Diary of John Quincy Adams, volume 2

24th.

26th.

25th. JQA 25th. Adams, John Quincy
25th.

My Cousin and his mamma, went to Milton this afternoon. I went to see my Grandmamma. Miss N. Quincy, was here when I return'd: she proposes passing the week here. Two thousand pound, and an amiable disposition have not yet married her.

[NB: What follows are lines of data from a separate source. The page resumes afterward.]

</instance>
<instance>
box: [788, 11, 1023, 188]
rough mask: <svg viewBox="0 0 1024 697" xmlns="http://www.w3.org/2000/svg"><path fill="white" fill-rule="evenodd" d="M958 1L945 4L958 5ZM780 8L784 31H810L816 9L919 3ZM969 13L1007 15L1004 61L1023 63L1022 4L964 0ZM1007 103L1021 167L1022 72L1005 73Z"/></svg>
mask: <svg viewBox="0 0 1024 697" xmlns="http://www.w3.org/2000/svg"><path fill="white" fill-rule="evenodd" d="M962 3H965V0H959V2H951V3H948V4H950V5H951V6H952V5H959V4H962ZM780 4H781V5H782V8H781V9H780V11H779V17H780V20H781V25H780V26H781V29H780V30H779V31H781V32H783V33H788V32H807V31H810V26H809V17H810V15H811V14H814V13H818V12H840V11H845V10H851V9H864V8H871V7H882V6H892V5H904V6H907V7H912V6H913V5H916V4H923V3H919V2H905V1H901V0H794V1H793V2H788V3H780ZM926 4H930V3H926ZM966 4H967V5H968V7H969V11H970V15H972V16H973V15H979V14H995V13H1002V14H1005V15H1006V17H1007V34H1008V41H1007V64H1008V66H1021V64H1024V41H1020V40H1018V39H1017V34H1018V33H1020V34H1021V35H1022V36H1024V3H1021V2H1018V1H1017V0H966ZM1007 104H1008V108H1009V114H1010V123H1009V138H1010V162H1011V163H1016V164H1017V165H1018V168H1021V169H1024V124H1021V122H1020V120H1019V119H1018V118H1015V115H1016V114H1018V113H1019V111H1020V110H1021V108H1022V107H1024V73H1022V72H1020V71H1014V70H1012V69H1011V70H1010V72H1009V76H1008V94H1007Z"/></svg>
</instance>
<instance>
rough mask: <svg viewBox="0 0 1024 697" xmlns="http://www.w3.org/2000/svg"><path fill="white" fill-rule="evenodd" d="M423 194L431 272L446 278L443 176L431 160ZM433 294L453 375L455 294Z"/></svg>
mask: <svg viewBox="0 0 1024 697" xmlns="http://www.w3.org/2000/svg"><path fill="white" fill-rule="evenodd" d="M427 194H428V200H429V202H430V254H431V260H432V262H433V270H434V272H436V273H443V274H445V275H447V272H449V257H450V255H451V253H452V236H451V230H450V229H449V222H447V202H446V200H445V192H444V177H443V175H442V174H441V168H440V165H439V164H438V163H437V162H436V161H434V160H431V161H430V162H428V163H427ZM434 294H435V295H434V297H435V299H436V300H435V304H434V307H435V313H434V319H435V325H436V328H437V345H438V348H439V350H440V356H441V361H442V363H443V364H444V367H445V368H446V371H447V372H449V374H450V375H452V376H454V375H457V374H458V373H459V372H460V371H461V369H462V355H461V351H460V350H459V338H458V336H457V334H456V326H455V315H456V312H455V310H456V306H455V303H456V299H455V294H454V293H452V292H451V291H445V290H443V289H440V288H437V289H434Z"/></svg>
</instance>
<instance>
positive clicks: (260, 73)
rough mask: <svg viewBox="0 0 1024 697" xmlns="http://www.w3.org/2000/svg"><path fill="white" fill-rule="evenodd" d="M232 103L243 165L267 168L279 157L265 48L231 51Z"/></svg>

It is strange how some girls, without either fortune, beauty, or any amiable qualities, have a talent at engaging a man's affections, so as to escape, the name of an old maid, which next to death is most dreaded by a female: and yet others with every qualification of the heart, which could promise happiness to an husband, with sense, and fortune, are forced to enter the ridiculous sisterhood; but there is no accounting for the opinions and caprices of mankind; they must be taken as they are; for better, for worse.1

I read the beggar's Opera,2 this evening, for the first time.... did not admire it.

1.

In 1790 Nancy married Rev. Asa Packard, minister at Marlborough, Mass. (Joseph Allen, The Worcester Association and Its Antecedents: A History of Four Ministerial Associations: The Marlborough, The Worcester (Old), the Lancaster, and the Worcester (New) Associations..., Boston, 1868, p. 114–116). After Nancy's marriage, which, according to JQA, “blasted even before the bud” AA's “darling project for the advancement” of her eldest son, JQA refined his ideas on the role of fortune in a prospective bride. Your son “never will be indebted,” he wrote to his mother, “to his wife for his property. I once seriously thought that I should easily be enabled to make matrimony an instrument of my Avarice or my Ambition. But really it is not so, and I am fully persuaded like Sancho, that if it should rain mitres in this way, there would be never an one to fit my head” (JQA to AA, 14 Aug. 1790, Adams Papers).

2.

John Gay, The Beggar's Opera, London, 1728.